More than half the eligible defendants were denied entry into the diversionary program because of prior records, and a majority of those who were denied had been arrested for opioids.

“It’s a strong program and a good start, but I don’t think we should be limiting this,” Baranoski said. “This is basically the only program that gets people charged with possession into treatment at an early stage, and we’re missing our target audience.”

» READ MORE: Punishing Addiction: Some Judges Continue Punishing Relapse With Probation, Prison

As a result, most who did complete the program were there because of marijuana offenses. And Baranoski, a former longtime narcotics detective, said it’s almost impossible to find someone addicted to opioids who doesn’t have prior arrests.

“So these opioid users are waiting months before seeing a judge in Common Pleas, and they’re still not being sentenced to jail,” he said. “There’s nothing else being done. Why not get them into treatment six months earlier? It would save lots of lives.”

Towhey, the assistant district attorney overseeing the program for Weintraub’s office, acknowledged the high volume of marijuana cases. But she asserted that there is a value in pursuing those offenders, especially at a time when the drug’s legality is hotly debated.

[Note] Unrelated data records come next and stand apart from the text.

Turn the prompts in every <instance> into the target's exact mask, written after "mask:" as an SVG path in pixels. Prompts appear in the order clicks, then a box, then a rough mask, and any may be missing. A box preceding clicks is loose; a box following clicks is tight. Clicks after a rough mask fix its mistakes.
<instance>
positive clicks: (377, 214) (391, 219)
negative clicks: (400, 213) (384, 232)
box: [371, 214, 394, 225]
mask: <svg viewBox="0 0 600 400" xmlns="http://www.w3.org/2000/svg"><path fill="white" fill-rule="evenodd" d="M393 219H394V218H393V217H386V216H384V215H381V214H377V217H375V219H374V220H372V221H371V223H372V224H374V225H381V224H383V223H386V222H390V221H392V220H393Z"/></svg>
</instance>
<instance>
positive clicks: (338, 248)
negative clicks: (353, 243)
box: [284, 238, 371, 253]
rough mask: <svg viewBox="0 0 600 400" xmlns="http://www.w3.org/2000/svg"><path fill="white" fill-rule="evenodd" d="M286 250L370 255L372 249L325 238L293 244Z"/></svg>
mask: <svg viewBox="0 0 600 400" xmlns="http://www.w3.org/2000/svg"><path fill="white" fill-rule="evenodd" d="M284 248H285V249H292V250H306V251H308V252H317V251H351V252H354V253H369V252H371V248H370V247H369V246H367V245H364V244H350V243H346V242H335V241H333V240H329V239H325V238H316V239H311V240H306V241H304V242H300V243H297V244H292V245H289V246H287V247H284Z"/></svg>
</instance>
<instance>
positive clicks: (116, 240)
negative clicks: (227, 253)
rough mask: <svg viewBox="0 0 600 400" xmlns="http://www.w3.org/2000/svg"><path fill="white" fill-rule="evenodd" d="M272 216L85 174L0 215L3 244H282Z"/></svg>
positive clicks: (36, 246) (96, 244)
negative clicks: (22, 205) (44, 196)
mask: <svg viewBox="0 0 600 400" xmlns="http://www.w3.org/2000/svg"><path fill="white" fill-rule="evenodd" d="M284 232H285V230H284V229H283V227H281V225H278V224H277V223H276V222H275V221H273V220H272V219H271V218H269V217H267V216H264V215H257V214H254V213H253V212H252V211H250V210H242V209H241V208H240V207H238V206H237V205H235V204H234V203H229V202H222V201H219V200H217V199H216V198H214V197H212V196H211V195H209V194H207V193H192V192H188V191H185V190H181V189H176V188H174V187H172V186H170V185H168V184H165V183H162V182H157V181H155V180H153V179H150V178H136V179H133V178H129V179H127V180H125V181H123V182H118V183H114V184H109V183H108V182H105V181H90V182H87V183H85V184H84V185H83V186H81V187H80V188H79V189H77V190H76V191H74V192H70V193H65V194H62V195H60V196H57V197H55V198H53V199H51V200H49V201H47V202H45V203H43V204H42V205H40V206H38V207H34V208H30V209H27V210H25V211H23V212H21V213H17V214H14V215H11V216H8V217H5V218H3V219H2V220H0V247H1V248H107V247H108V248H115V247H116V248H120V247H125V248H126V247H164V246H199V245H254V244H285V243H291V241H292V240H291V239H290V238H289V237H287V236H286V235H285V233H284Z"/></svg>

“A lot of people think marijuana is something that people are just doing recreationally,” Towhey said. “But from what we’ve been seeing through the program, a lot of people have been using marijuana to self-medicate for other issues, and our thought process is to get them an evaluation so we can determine if they need some type of treatment.”

Lower Providence Township Police Chief Michael Jackson agrees. His department in Montgomery County created a similar program in 2017. That program, Drug Education and Abuse Prevention, lets first-time, nonviolent drug offenders between 18 and 26 avoid criminal charges entirely if they complete a six-month program that includes conversations with District Attorney Kevin Steele and visits to the county jail and morgue — places where drug addiction can lead.

Given those parameters, most of the participants were caught with marijuana. But the message, Jackson argues, is still powerful: None of the 113 who completed the program has been arrested again.

“We just want people to make better decisions, and avoid a lifetime of taking drugs to deal with stress, anxiety, or pain,” he said. “That’s the whole goal: to find another outlet, find another avenue that you can use instead of turning to marijuana, opioids, cocaine, whatever the case may be.”